The F-16 has an EPU not an APU, i.e. an Emergency Power Unit vs an Axillary
Power Unit. Lacking an APU is an exception when it comes to jet aircraft and
necessitates a few changes. Relevant here is that an APU can provide power in
an emergency, so the role is played by the hydrazine powered EPU for the F-16.

This makes hydrazine somewhat more of a rational choice for something you
expect to use rarely. If it were expected to be frequently used then it would
have to be frequently refilled and that would necessitate all ground crew
wearing the full body hazmat suits you see in the photo for the X-37b here as
well as many other complex safety precautions.
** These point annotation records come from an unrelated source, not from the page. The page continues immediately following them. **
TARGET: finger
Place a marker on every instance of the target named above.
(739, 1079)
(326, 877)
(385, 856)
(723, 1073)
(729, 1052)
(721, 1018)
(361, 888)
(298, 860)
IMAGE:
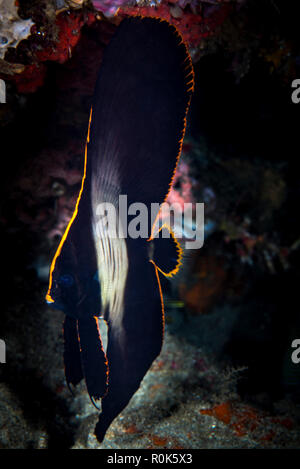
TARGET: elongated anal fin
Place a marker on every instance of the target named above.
(93, 358)
(72, 360)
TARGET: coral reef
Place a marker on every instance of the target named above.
(13, 29)
(225, 377)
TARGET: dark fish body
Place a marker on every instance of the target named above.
(135, 135)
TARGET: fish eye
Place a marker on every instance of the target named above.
(66, 280)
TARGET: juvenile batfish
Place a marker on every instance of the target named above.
(136, 127)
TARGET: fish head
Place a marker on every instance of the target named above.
(73, 287)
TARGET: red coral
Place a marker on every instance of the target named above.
(69, 27)
(193, 27)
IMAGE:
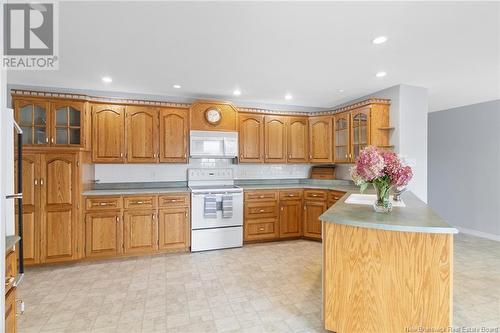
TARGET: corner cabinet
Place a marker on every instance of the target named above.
(50, 207)
(108, 135)
(320, 139)
(51, 122)
(174, 135)
(251, 136)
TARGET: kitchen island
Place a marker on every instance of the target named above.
(386, 272)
The F-35 has a conventionally jet fuelled APU[0] so it has no need for an EPU
or hydrazine.

Interestingly Concord didn't have space for an APU (due to the shape of the
empennage and placement of a rear fuel tank). I have seen pictures of a
hydrazine powered EPU on one of the prototypes, but this was never going to
make it into service as certifying carrying something as toxic as hydrazine -
even back then - would be nigh on impossible. This is the question that starts
the most epic thread about Concord[1] (warning - you may get sucked into
reading all 103 pages!)

[0]
[http://www.f-16.net/forum/viewtopic.php?f=60&t=12192](http://www.f-16.net/forum/viewtopic.php?f=60&t=12192)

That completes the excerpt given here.